La visita al Puerto Comercial de Laredo no fue un simple recorrido protocolario. En reuniones con directivos de la Oficina de Aduanas y Protección Fronteriza, el munícipe se empapó del funcionamiento de los esquemas que buscan blindar la frontera sin frenar el intercambio legal de mercancías. El cruce de Laredo concentra casi la mitad del comercio bilateral, con miles de camiones transitando diariamente, lo que lo convierte en un punto neurálgico para la economía del noreste de México.
Desde la óptica del Gobierno de Monterrey, el interés no es menor: fortalecer los vínculos con los nodos logísticos del sur de Estados Unidos es parte de la estrategia para que empresas regias encuentren mejores condiciones para exportar, reducir tiempos de cruce y acceder a mercados internacionales. La presencia del alcalde en Texas se leyó como un mensaje político y económico: Monterrey quiere jugar en la liga grande del comercio exterior y entiende que la coordinación con autoridades estadounidenses es clave.
De regreso en la ciudad, la administración municipal mantuvo el ritmo en el frente local.

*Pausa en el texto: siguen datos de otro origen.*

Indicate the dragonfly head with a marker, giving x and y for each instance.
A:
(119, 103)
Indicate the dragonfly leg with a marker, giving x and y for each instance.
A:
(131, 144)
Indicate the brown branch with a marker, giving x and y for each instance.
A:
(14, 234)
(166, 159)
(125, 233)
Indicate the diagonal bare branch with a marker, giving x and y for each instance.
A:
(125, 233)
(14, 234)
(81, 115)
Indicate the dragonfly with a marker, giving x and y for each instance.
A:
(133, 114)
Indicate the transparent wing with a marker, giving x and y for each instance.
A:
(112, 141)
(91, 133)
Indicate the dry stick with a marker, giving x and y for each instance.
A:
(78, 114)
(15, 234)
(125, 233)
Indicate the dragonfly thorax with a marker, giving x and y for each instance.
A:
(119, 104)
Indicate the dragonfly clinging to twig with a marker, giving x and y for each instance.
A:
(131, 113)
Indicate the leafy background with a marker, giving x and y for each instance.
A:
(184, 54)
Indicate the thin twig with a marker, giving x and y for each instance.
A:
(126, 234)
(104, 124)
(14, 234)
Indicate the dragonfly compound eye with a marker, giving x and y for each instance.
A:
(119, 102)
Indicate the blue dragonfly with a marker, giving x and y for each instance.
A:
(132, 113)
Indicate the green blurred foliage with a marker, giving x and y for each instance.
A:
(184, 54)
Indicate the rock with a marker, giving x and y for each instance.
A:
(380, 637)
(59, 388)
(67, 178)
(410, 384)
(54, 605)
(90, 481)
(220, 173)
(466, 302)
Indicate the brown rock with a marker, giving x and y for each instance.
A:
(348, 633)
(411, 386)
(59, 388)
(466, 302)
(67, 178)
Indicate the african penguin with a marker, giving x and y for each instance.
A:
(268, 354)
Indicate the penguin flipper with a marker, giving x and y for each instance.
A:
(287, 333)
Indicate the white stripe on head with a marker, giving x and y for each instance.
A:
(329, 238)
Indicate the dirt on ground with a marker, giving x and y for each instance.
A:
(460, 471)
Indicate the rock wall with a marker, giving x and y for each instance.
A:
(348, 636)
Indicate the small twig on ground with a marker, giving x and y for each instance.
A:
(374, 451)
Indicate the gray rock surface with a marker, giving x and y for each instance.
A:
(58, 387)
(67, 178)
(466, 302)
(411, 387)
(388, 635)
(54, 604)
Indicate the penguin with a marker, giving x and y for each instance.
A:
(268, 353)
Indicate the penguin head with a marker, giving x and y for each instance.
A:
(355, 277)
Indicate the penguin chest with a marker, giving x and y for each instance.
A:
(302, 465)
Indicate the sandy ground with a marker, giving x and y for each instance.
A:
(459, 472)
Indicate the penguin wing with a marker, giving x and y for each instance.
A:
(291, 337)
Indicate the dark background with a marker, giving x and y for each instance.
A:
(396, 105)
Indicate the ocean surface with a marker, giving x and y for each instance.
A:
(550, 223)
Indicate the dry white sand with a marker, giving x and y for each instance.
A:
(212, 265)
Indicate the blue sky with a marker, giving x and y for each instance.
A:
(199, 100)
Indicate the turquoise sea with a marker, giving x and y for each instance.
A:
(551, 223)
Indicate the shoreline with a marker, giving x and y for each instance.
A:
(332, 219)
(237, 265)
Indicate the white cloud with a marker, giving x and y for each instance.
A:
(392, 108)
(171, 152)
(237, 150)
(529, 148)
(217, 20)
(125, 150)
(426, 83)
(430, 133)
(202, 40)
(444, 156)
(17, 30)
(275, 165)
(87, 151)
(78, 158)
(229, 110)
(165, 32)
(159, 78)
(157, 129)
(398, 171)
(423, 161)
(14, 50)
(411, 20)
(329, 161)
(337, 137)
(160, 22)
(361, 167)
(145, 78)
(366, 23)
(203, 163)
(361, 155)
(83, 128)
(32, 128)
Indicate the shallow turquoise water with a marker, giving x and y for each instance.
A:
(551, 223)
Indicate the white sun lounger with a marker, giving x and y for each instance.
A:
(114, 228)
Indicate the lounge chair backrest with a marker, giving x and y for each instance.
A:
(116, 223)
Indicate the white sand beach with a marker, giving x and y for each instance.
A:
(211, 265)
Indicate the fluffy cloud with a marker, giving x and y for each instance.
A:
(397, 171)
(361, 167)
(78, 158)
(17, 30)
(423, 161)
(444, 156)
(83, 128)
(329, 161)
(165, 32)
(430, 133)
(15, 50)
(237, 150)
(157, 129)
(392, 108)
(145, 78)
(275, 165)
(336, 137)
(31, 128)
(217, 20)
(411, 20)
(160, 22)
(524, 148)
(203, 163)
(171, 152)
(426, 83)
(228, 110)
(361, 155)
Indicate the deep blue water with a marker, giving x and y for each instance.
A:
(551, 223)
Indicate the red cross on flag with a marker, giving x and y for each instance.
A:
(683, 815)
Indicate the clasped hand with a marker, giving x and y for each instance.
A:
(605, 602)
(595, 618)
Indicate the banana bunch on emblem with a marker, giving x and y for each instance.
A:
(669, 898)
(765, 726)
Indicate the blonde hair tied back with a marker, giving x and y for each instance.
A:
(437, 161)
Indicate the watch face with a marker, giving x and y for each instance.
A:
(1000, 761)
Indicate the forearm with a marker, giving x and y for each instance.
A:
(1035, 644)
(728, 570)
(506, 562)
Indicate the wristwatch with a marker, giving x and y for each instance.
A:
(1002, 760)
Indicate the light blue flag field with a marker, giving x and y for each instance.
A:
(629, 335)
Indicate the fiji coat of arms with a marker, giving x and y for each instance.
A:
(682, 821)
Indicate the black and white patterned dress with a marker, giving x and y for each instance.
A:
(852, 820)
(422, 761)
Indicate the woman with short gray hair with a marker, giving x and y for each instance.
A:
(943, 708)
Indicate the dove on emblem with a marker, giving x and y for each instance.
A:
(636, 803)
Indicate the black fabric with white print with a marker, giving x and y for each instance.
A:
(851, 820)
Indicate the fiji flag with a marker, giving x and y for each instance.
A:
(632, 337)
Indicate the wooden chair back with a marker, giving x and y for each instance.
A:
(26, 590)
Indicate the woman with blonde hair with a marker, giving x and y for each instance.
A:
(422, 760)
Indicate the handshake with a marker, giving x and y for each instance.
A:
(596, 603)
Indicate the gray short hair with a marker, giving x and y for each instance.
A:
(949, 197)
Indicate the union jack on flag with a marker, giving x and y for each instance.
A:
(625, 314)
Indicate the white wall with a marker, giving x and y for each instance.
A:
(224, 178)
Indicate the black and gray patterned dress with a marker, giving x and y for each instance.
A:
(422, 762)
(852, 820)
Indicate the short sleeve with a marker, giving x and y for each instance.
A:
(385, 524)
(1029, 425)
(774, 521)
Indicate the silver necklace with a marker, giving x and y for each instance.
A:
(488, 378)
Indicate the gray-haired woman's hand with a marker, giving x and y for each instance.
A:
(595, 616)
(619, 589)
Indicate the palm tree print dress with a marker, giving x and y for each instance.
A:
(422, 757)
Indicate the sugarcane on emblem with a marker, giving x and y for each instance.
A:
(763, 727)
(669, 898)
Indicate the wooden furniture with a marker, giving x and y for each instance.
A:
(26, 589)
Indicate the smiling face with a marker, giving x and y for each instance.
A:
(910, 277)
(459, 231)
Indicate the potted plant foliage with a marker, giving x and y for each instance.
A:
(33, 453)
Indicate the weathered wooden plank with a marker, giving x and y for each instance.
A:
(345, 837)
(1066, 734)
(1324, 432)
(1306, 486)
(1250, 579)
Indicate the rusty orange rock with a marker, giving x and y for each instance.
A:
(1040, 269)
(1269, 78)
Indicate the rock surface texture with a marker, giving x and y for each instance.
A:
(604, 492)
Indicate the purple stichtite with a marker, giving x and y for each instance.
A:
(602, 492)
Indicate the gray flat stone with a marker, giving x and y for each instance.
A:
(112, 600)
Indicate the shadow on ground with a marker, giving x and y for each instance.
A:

Cuadrillas de Servicios Públicos intervinieron la avenida Gonzalitos durante la noche y madrugada, con trabajos de bacheo, limpieza profunda y pintura de muros y cordones, en una de las arterias más transitadas del poniente de la ciudad. Las labores buscan mejorar la movilidad, la seguridad vial y la imagen urbana en corredores estratégicos.
Desde el gobierno municipal se ha insistido en que la proyección internacional de Monterrey pasa también por el estado de sus vialidades. Con eventos de alto impacto en puerta y una mayor exposición de la ciudad ante visitantes nacionales y extranjeros, la instrucción ha sido no descuidar lo básico: calles funcionales, seguras y presentables.
La agenda del alcalde en Texas y las acciones simultáneas en las avenidas de Monterrey forman parte de una misma narrativa: mover a la ciudad en dos frentes, el externo, buscando posicionarla en el mapa del comercio internacional, y el interno, ordenando la casa para que la capital industrial del norte esté a la altura de la vitrina que se avecina.